Musk announced the deal on X over the weekend, framing it as the floor, not the ceiling. “The $16.5B number is just the bare number,” he wrote, adding that actual output “is likely to be several times higher.” He also said he “will walk the line personally to accelerate the pace of progress,” half-jokingly talking about the fab’s proximity to his Austin home. That kind of visibility — both literal and strategic — could give Tesla leverage it didn’t have with overseas chip fabs.
“The strategic importance of this is hard to overstate,” Musk wrote. And as his company continues to struggle, he needs that to be the case.
The relationship between these two companies isn’t new. Tesla already uses Samsung’s silicon in its current-generation Hardware 4 systems, which power the current version of the EV-maker’s Full Self-Driving (FSD) capabilities. But Tesla shifted production of the AI5 to TSMC (to be produced first in Taiwan but soon in Arizona). This new deal pulls Samsung back into the center of Tesla’s AI roadmap, giving it the nod for AI6 — a chip expected to roll out around 2027 or 2028.
What’s powering Tesla’s demand isn’t just vehicles. The company’s chips run across a growing stack of products: FSD systems, the coming (but delayed) Optimus humanoid robot, and the company’s AI training clusters. The move also positions the company to reduce its reliance on third-party hardware from Nvidia and AMD as Tesla continues to build a vertically integrated AI stack. That means more custom chips, more foundry space, and more supplier leverage. Samsung is now a direct beneficiary.
Tesla’s broader context sharpens the stakes. The company is fresh off its Q2 earnings, in which Musk warned of choppy quarters ahead, but investors are laser-focused on the company’s AI-led ambitions — robotaxis, robots, and Dojo-powered training centers all point toward a bigger AI stack that runs on custom chips.

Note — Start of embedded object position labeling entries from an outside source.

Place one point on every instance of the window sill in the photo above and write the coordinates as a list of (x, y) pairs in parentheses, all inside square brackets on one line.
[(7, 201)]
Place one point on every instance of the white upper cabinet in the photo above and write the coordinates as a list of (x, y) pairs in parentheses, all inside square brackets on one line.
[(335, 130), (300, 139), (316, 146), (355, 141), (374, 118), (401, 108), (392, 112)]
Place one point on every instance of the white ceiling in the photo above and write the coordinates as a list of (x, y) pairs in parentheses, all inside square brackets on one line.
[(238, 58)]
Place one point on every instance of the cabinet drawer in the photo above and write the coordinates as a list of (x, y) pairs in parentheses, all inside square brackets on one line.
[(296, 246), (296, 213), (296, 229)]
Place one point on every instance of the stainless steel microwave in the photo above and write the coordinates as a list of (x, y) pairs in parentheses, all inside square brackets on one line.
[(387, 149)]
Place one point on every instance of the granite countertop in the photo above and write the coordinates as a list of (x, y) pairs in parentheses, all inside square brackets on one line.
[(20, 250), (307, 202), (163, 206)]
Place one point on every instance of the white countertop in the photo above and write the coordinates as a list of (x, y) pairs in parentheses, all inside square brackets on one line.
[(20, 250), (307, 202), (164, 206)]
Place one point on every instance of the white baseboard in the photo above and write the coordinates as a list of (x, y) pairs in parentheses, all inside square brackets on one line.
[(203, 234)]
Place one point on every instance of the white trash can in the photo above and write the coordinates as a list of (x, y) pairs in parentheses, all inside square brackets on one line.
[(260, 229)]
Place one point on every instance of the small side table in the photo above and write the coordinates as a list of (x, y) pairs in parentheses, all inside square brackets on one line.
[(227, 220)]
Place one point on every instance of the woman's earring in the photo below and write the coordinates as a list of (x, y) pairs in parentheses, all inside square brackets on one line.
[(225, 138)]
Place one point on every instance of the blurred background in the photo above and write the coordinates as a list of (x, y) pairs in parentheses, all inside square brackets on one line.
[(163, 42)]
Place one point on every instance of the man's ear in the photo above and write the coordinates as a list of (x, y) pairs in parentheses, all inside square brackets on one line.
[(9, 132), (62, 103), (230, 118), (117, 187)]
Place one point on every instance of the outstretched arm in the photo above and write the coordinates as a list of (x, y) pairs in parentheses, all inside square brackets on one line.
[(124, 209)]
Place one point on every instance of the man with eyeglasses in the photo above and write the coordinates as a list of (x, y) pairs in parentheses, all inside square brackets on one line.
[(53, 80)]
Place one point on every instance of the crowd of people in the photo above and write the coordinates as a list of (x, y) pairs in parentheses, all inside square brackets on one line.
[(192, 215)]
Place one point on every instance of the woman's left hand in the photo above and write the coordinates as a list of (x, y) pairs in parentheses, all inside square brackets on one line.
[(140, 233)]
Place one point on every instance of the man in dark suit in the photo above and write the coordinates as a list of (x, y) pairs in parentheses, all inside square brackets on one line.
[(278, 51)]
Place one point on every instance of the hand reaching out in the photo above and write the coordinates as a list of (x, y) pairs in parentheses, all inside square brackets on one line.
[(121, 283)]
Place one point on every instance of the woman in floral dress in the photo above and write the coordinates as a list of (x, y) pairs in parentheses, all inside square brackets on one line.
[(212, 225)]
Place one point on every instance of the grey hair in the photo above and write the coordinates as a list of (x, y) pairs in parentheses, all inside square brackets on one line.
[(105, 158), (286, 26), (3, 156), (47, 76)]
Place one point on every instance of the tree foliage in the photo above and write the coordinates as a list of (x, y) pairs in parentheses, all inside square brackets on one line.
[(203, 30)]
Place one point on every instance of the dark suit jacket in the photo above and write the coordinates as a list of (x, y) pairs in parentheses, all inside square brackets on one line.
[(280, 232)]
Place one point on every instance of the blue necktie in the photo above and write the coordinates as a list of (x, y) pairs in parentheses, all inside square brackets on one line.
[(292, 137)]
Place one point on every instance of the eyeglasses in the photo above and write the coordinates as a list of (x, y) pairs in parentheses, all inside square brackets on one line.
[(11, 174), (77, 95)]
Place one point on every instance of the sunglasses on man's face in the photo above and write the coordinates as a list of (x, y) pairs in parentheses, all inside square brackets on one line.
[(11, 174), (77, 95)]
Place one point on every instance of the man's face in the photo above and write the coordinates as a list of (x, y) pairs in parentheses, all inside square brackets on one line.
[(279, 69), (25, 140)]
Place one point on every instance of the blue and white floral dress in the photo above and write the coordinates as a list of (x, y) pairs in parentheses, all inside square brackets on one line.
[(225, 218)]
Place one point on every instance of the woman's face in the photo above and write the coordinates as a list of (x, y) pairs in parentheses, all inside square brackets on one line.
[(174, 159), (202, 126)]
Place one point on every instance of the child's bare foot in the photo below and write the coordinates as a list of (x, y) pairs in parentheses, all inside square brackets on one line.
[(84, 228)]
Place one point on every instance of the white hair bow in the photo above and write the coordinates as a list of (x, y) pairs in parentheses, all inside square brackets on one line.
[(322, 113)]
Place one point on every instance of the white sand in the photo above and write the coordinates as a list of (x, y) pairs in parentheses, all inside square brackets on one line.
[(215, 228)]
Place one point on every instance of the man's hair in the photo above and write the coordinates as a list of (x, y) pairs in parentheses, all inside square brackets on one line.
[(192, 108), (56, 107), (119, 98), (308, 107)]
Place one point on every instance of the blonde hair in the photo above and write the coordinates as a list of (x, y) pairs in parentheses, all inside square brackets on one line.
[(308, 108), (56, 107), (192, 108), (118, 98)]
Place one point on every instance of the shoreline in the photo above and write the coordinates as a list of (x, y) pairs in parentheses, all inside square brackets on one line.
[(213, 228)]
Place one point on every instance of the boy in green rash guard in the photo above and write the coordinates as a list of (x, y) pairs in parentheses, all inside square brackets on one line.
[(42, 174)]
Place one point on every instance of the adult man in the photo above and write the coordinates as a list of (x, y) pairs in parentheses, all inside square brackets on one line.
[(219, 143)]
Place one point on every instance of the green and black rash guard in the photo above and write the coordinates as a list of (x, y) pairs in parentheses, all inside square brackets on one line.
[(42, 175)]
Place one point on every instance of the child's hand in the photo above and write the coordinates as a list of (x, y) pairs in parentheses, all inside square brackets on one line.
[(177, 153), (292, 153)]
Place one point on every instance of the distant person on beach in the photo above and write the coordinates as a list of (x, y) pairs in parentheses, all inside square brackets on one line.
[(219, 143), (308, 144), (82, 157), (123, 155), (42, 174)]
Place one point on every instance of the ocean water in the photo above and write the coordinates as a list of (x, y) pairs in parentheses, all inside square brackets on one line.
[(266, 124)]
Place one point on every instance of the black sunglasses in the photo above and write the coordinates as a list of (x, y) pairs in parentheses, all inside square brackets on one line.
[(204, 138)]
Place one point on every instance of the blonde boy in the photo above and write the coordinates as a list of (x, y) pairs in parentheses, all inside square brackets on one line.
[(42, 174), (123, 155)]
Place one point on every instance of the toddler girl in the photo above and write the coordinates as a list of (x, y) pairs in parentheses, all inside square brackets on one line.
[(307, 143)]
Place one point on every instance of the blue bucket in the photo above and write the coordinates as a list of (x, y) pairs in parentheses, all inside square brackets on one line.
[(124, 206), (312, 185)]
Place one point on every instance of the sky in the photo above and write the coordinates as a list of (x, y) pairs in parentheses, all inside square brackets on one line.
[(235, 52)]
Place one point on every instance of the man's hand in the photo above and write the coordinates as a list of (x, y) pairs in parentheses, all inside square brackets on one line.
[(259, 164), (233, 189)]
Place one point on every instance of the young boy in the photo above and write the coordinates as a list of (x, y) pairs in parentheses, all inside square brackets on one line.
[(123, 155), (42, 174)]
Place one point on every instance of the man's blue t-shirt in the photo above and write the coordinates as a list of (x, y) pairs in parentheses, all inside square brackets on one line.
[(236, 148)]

The move also fits Musk’s — and President Donald Trump’s — broader “onshoring” streak. Musk, from Gigafactories to supercomputers, has increasingly shifted production onto U.S. soil. With Samsung’s fab just a short drive from Tesla’s Gigafactory Texas, the logistics — and the optics — work in his favor.

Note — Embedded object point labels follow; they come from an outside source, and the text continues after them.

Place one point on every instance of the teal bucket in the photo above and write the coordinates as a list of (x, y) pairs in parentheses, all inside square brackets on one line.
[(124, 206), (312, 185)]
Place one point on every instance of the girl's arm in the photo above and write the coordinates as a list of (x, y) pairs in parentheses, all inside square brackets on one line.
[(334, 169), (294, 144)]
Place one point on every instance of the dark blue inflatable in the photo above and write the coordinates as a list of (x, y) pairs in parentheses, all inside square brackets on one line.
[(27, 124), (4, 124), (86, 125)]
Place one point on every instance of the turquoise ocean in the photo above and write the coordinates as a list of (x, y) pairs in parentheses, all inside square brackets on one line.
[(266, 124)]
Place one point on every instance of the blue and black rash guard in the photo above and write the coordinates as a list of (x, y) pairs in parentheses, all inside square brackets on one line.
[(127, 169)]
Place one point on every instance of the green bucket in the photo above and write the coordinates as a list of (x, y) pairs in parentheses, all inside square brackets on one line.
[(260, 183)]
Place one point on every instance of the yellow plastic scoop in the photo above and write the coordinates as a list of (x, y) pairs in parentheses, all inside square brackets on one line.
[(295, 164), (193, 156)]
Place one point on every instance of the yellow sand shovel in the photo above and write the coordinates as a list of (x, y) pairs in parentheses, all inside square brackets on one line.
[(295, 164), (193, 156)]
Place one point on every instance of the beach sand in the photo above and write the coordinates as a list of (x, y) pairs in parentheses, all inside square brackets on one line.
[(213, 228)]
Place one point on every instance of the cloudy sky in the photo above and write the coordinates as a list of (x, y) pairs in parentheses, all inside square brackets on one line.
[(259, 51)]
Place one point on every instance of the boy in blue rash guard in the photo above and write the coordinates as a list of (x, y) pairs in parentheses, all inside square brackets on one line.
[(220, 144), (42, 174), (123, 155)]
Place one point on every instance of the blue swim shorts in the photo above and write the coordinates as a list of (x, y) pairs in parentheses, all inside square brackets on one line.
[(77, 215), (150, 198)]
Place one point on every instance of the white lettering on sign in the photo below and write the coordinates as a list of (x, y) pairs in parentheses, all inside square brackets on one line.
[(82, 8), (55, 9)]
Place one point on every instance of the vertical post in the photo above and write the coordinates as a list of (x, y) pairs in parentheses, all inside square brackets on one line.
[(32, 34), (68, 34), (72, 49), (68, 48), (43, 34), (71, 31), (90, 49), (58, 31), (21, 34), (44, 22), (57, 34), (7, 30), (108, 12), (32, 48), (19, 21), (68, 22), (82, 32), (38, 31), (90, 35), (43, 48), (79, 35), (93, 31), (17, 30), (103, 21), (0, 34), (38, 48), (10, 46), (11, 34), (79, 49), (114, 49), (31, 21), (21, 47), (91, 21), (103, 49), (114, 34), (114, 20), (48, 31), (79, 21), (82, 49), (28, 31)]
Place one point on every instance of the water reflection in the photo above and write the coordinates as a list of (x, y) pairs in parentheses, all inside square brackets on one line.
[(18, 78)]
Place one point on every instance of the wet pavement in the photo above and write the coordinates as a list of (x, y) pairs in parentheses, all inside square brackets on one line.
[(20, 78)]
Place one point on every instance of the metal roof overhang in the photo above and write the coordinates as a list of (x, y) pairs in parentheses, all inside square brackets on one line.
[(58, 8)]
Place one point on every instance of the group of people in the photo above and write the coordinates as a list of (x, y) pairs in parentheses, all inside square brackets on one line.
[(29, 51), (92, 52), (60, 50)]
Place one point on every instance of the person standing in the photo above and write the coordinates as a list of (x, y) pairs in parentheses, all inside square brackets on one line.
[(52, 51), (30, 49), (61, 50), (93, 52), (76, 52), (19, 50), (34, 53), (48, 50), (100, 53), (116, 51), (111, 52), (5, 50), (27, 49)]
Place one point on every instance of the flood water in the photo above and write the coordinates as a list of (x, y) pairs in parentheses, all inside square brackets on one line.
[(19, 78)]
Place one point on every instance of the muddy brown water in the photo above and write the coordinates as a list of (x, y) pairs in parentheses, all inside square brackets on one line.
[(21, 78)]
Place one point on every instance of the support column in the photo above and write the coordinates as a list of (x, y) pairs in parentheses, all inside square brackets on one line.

For Samsung, the agreement is both a breakthrough and a test. Its U.S. foundry business has struggled to attract major customers despite massive capital outlays and a flood of incentives from the Biden administration’s CHIPS Act. Delays, yield issues, and fierce competition from TSMC have limited Samsung’s market share to just 8% of global foundry revenue. Tesla, meanwhile, is exactly the kind of customer Samsung needed: deep pockets, long timelines, and an appetite for bleeding-edge AI chips.

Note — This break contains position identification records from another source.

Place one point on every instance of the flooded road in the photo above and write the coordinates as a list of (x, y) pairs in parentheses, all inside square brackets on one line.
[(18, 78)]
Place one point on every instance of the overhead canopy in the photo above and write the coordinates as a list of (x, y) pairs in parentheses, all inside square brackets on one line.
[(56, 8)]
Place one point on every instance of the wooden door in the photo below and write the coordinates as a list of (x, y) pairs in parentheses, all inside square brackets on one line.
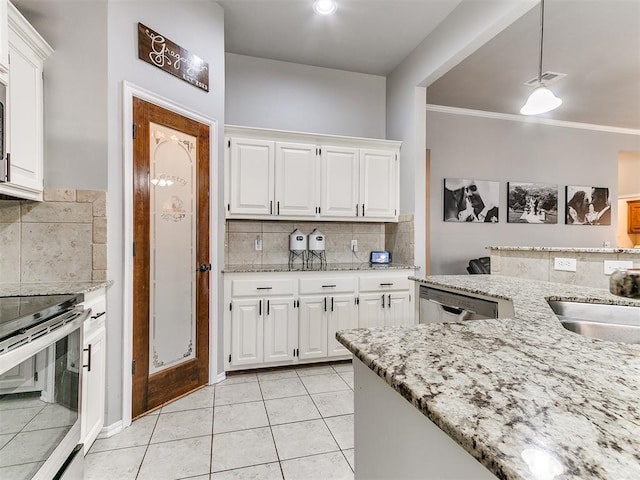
[(171, 242)]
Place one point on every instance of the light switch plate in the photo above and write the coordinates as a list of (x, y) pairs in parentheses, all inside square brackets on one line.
[(564, 264), (611, 265)]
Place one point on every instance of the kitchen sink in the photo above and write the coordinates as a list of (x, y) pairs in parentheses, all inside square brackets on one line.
[(615, 323)]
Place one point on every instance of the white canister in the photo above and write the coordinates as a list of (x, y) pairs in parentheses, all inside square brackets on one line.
[(297, 241), (316, 240)]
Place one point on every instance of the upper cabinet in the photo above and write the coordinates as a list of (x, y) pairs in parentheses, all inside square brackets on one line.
[(21, 173), (299, 176)]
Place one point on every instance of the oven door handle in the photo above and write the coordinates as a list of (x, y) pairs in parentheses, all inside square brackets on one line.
[(73, 320)]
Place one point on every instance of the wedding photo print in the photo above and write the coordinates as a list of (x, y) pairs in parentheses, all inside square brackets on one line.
[(588, 206), (471, 200), (532, 203)]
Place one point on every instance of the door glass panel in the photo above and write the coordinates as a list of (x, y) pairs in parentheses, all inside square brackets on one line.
[(173, 248)]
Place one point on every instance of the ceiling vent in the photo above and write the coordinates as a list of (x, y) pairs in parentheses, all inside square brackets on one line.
[(547, 77)]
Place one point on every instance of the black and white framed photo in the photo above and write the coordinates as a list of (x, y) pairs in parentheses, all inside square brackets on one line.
[(468, 200), (532, 202), (588, 205)]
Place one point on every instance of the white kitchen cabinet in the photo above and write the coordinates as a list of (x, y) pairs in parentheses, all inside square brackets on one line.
[(313, 327), (386, 300), (311, 176), (280, 330), (262, 323), (22, 175), (378, 183), (296, 189), (251, 181), (340, 191), (289, 318), (94, 369)]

Still, the deal could squeeze Samsung’s margins, especially if Tesla demanded (as some analysts seem to think) favorable pricing to offset the foundry’s relative inexperience. And while A16 production is expected to soon ramp up, Samsung’s ability to hit the timeline and deliver chips at Tesla’s scale could still be a challenge. But if Samsung can deliver, the company could draw more high-end clients to its U.S. operations. And if Tesla’s AI6 rollout goes according to plan, the deal could mark a turning point in how the automaker controls its AI future — from chip to bot to car.